Treatment & Management Treatment & Management

Anaemia is prevalent in patients hospitalised with acute coronary syndromes and approximately 37% of patients with heart failure, it is also a risk factor for IHD .  Persistent anaemia is associated poorer outcomes and increased mortality, however it is unknown whether the anaemia represents a marker of disease severity (and therefore a prognostic tool) or whether it is the trigger for poorer outcomes (and thus a target for treatment). [#tang-y.-katz-s.-d,#roffi-m-patrono-c-collet-jp-et-al]

Diagnosis of anaemia

Anaemia is defined as haemoglobin (Hb) levels as <130g/L in males and <120g/L in females.  It is important to identify the cause of anaemia, particularly if there is a need for antithrombotic therapy. Potential causes of anaemia include :

•             Iron deficiency (associated with reduced absorption due to gut oedema, uraemic gastritis, GI bleed)

•             Vitamin B12 and folic acid deficiencies

•             Anaemia of chronic disease (associated with systemic inflammation)

•             Impaired erythropoietin production (associated with renal dysfunction, angiotensin converting enzyme activation and inhibition and angiotensin receptor blockade)

Treatment of anaemia

Erythropoietin stimulating agents are not usually recommended for HF-associated anaemia, [#National-Heart-Foundation-of-Australia-and-the-Cardiac-Society-of-Australia]  but may be considered if anaemia is due to renal dysfunction (together with iron supplementation).

Treating anaemia has been shown to improve symptoms and quality of life. Severe reductions in haemoglobin may lead to fluid retention, impaired renal perfusion and neurohormonal activation, which may contribute to disease progression. Conversely, haemodilution may also contribute to worsening anaemia. In this latter group, aggressive diuresis which reduces plasma volume may aid in correcting the anaemia. Impaired exercise tolerance is another consequence of anaemia.

Atrial fibrillation (AF) is the most common cardiac arrhythmia and is associated with increasing age. The prevalence of AF in people over the age of 65 years is up to 5.5% and increases up to 15% in those aged over 80 years. [#ball-j-carrington-m-mcmurray-j-et-al.-2013]

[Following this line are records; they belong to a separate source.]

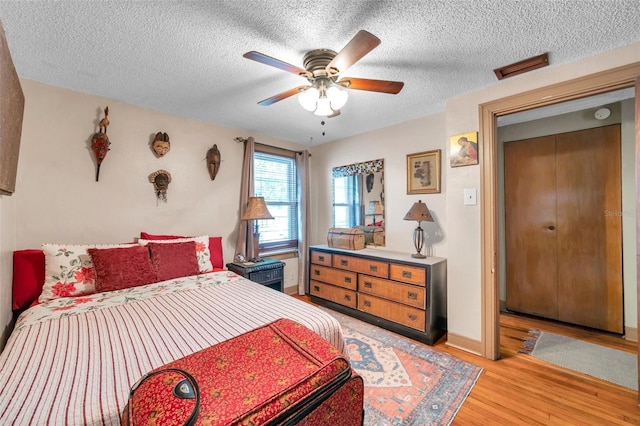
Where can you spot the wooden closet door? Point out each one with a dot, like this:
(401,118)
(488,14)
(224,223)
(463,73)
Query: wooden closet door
(530,221)
(590,228)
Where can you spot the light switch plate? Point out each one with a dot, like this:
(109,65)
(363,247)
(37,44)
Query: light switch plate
(470,197)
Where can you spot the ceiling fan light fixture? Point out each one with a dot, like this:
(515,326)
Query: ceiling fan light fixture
(308,98)
(323,107)
(337,98)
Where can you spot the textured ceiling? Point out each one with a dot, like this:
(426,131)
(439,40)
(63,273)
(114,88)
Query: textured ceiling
(185,57)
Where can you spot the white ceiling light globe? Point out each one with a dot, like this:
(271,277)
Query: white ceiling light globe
(324,107)
(308,98)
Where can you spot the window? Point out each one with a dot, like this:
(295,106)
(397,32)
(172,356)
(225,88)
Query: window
(346,206)
(275,180)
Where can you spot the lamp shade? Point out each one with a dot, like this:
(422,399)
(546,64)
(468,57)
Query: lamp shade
(256,209)
(323,107)
(375,208)
(420,212)
(337,97)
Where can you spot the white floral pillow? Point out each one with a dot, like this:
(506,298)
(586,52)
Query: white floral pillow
(202,249)
(69,270)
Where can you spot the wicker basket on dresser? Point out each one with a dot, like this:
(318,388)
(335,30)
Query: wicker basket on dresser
(388,289)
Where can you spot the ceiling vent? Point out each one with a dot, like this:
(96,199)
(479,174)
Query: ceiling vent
(522,66)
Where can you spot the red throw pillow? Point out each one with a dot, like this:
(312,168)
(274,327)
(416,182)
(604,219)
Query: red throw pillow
(118,268)
(215,246)
(28,277)
(174,260)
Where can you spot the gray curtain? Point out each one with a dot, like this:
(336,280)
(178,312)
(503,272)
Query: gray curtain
(244,240)
(304,216)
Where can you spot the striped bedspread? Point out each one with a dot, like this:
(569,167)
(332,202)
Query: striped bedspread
(73,360)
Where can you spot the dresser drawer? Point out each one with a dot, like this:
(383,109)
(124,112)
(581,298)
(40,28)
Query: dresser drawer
(404,293)
(408,274)
(320,258)
(365,266)
(337,277)
(335,294)
(405,315)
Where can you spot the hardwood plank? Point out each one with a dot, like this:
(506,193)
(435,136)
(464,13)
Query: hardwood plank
(519,389)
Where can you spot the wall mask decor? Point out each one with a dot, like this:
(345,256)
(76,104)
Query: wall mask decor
(213,161)
(100,142)
(369,181)
(161,145)
(160,180)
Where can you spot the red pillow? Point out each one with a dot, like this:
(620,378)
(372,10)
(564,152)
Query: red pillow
(174,260)
(215,246)
(28,277)
(118,268)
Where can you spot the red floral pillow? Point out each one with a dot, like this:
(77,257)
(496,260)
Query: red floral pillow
(118,268)
(174,260)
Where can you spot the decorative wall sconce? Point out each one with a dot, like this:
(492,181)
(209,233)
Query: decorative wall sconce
(213,161)
(161,144)
(160,180)
(100,142)
(375,209)
(419,212)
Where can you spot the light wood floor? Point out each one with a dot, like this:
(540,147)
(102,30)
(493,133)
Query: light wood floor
(522,390)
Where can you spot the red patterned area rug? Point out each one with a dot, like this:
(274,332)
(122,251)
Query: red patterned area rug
(406,382)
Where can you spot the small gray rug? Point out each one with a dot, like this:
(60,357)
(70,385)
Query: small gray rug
(604,363)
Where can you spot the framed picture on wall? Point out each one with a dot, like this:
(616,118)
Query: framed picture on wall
(423,172)
(463,149)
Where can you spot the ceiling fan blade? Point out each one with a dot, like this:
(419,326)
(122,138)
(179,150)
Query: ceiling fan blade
(283,95)
(361,44)
(384,86)
(268,60)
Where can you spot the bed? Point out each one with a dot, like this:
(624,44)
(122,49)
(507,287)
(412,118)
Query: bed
(72,360)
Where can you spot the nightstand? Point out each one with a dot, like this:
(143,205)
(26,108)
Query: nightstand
(268,272)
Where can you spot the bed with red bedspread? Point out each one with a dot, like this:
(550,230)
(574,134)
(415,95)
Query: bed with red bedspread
(72,358)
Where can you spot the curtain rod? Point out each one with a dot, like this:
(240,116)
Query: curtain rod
(243,140)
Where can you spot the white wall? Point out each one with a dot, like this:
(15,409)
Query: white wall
(57,199)
(392,144)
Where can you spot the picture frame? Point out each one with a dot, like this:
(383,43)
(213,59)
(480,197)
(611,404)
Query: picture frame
(423,172)
(463,149)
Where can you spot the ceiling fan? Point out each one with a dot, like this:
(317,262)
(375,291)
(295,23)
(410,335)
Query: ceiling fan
(322,69)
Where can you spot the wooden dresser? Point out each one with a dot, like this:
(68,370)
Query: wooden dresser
(388,289)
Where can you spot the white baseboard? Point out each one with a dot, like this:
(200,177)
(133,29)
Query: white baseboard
(631,334)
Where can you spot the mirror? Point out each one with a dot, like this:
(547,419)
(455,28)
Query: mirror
(358,199)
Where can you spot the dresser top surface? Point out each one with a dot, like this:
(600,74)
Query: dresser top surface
(381,254)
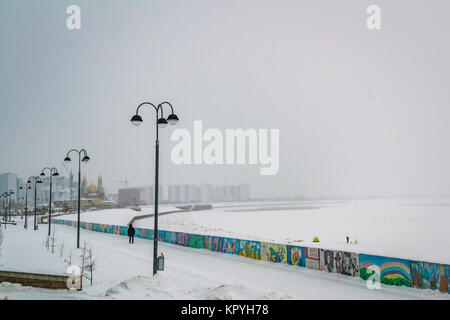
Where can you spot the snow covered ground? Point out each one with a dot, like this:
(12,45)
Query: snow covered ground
(403,228)
(124,272)
(120,217)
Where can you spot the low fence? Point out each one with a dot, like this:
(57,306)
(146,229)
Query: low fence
(392,271)
(48,281)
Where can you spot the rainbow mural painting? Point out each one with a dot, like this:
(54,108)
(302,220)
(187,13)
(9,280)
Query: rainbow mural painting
(393,271)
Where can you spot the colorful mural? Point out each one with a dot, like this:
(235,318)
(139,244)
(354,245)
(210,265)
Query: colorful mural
(250,249)
(212,243)
(432,276)
(339,262)
(162,235)
(295,256)
(171,237)
(273,252)
(393,271)
(196,241)
(229,245)
(183,239)
(312,258)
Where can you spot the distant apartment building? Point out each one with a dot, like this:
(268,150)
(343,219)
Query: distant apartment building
(206,193)
(9,182)
(129,197)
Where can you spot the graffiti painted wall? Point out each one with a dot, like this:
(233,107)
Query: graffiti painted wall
(171,237)
(296,256)
(250,249)
(393,271)
(183,239)
(339,262)
(432,276)
(228,245)
(273,252)
(196,241)
(312,258)
(212,243)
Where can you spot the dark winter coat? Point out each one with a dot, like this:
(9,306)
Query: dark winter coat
(131,231)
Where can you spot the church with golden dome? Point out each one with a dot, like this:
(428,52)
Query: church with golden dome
(92,191)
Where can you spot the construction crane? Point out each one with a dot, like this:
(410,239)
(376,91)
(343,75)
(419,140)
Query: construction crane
(125,182)
(71,179)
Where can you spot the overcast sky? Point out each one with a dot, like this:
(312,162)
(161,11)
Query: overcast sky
(360,112)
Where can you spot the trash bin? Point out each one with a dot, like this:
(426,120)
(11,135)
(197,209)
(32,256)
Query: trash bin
(161,262)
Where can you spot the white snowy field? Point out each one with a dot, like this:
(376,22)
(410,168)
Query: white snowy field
(121,217)
(404,228)
(124,272)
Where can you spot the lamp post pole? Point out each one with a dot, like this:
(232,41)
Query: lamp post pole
(85,159)
(36,181)
(53,173)
(172,119)
(26,205)
(9,205)
(27,187)
(4,207)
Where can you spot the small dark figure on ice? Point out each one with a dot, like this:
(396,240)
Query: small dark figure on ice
(131,232)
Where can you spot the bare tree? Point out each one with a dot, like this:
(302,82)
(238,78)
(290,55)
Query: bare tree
(83,257)
(52,240)
(69,260)
(1,241)
(61,249)
(47,243)
(91,265)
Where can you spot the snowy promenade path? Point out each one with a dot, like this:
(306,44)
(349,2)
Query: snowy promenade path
(125,272)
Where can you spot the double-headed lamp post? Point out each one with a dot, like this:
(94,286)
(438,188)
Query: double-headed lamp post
(37,180)
(160,122)
(8,195)
(83,159)
(53,173)
(27,187)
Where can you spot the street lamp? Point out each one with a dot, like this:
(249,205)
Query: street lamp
(3,196)
(160,122)
(85,159)
(27,187)
(53,173)
(7,196)
(36,181)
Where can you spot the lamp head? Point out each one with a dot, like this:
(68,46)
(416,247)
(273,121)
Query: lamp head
(136,120)
(162,122)
(172,119)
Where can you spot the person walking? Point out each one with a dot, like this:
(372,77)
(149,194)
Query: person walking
(131,232)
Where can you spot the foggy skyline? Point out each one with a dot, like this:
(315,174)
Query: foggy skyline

Hospitalisations frequently result from AF associated heart failure and stroke. AF is also associated with obesity, valvular disease, coronary artery disease, hypertension, obstructive sleep apnoea and hyperthyroidism.

Patients with heart failure (HF) are 6 times more likely to develop AF than those without HF and the incidence increases with the severity of HF (i.e., 50% incidence of AF in those with NYHA heart failure grade IV). The mechanisms associated with this response involve atrial dilation (opportunity for localised circuits to develop), neurohormonal dysregulation (alteration in intracellular calcium and conduction properties) and activation of the rennin-angiotensin aldosterone system (associated with atrial fibrosis and interference with cardiac conduction).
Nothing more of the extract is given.